= Shanthi Sachithanandam =

Sri Lankan women's rights activist, human rights activist and political critic
Shanthi Sachithanandam (சாந்தி சச்சிதானந்தம்) was a Sri Lankan human rights activist, social activist, political activist, architect, researcher and writer.

== Biography ==
Shanthi was born in Echchamodai, Jaffna. She later relocated to Colombo. She pursued her primary and secondary education at the St. Bridget's Convent, Colombo. She was also one of the victims of the 1983 Black July riots, where she recounted experiences over her belongings and documents being set ablaze by mobs and rioters.

== Career ==
She pursued her higher education at the University of Moratuwa in the architecture faculty. During her higher studies at the University of Moratuwa, she faced challenges pertaining to mingling with fellow peers who were segregated by different political ideologies. She had to separate herself from having political discourse with Sinhala JVP students and Tamil students who had separate Nationalist politics. She later transformed herself as a bold speaker, taking a stance against ragging in college during her first year, and she earned the wrath of other senior students. She was also a vocal critic of the then executive President J. R. Jayawardene, as she condemned him for encouraging police brutality as a punishment against college students who had been accused of ragging.
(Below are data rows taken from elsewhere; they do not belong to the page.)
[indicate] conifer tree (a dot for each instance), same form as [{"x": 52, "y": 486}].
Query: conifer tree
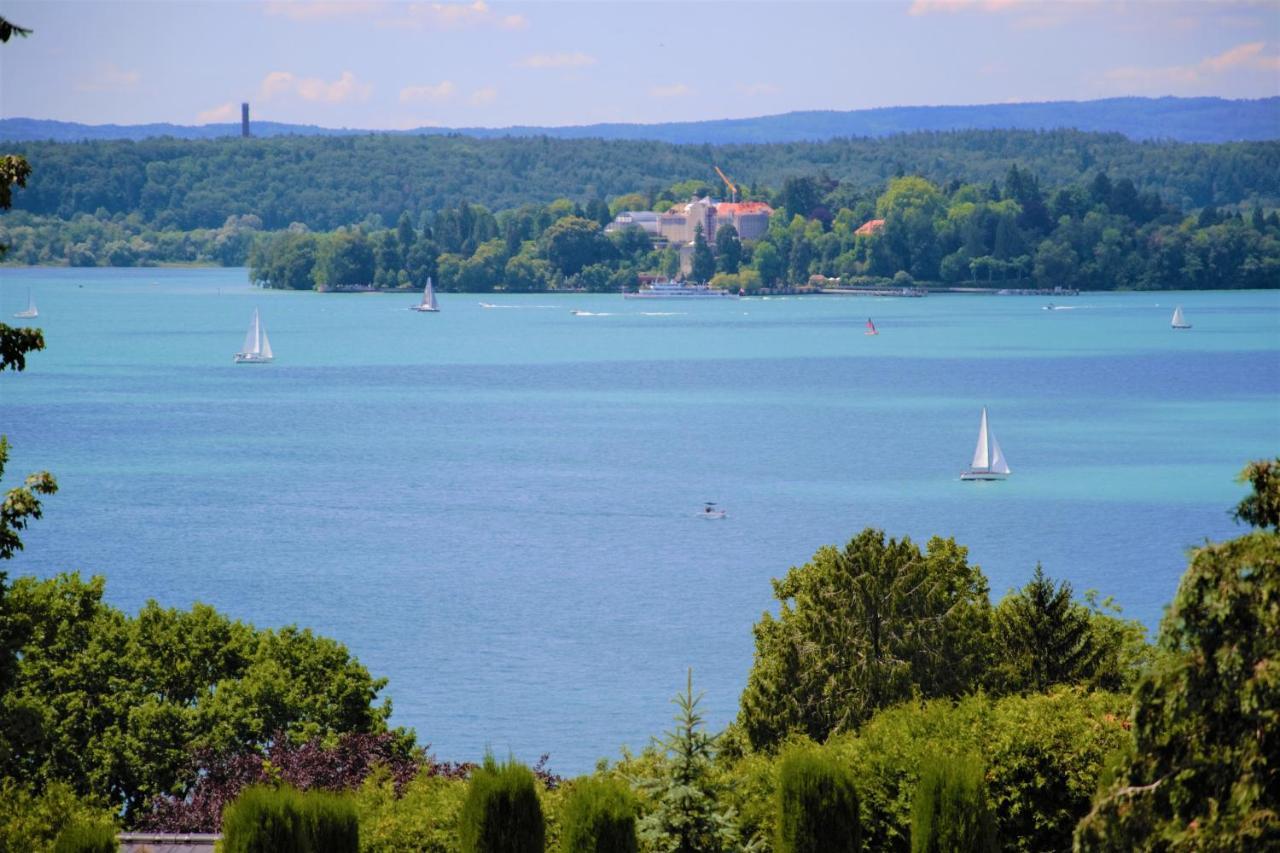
[
  {"x": 704, "y": 263},
  {"x": 688, "y": 819},
  {"x": 1043, "y": 637}
]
Despite graduating with a degree in the field of Architecture, she showed her interest towards community service and political activism. She advocated for the rights of Tamil women in Sri Lanka who were impacted by the Sri Lankan Civil War by initiating social welfare programs catering to the requirements of women. She formed Viluthu Centre for Human Resource Development, a non-governmental organization and she served as its Executive Director for a long stint. She was also the founder of ‘Mantru’, a non-governmental organization based in Batticaloa, where she engaged in numerous social development projects catering to the Eastern Province.

As an author, she had also published articles criticising the contemporary political events and the political inaction of the Sri Lankan government through various forums and journals. During her early years, she also worked as a coordinator at the United Nations Office. She contested at the 2010 Sri Lankan parliamentary election from the Batticaloa Electoral District as an independent candidate.

== Death ==
She died on 27 August 2015 after a long battle with cancer at the age of 58.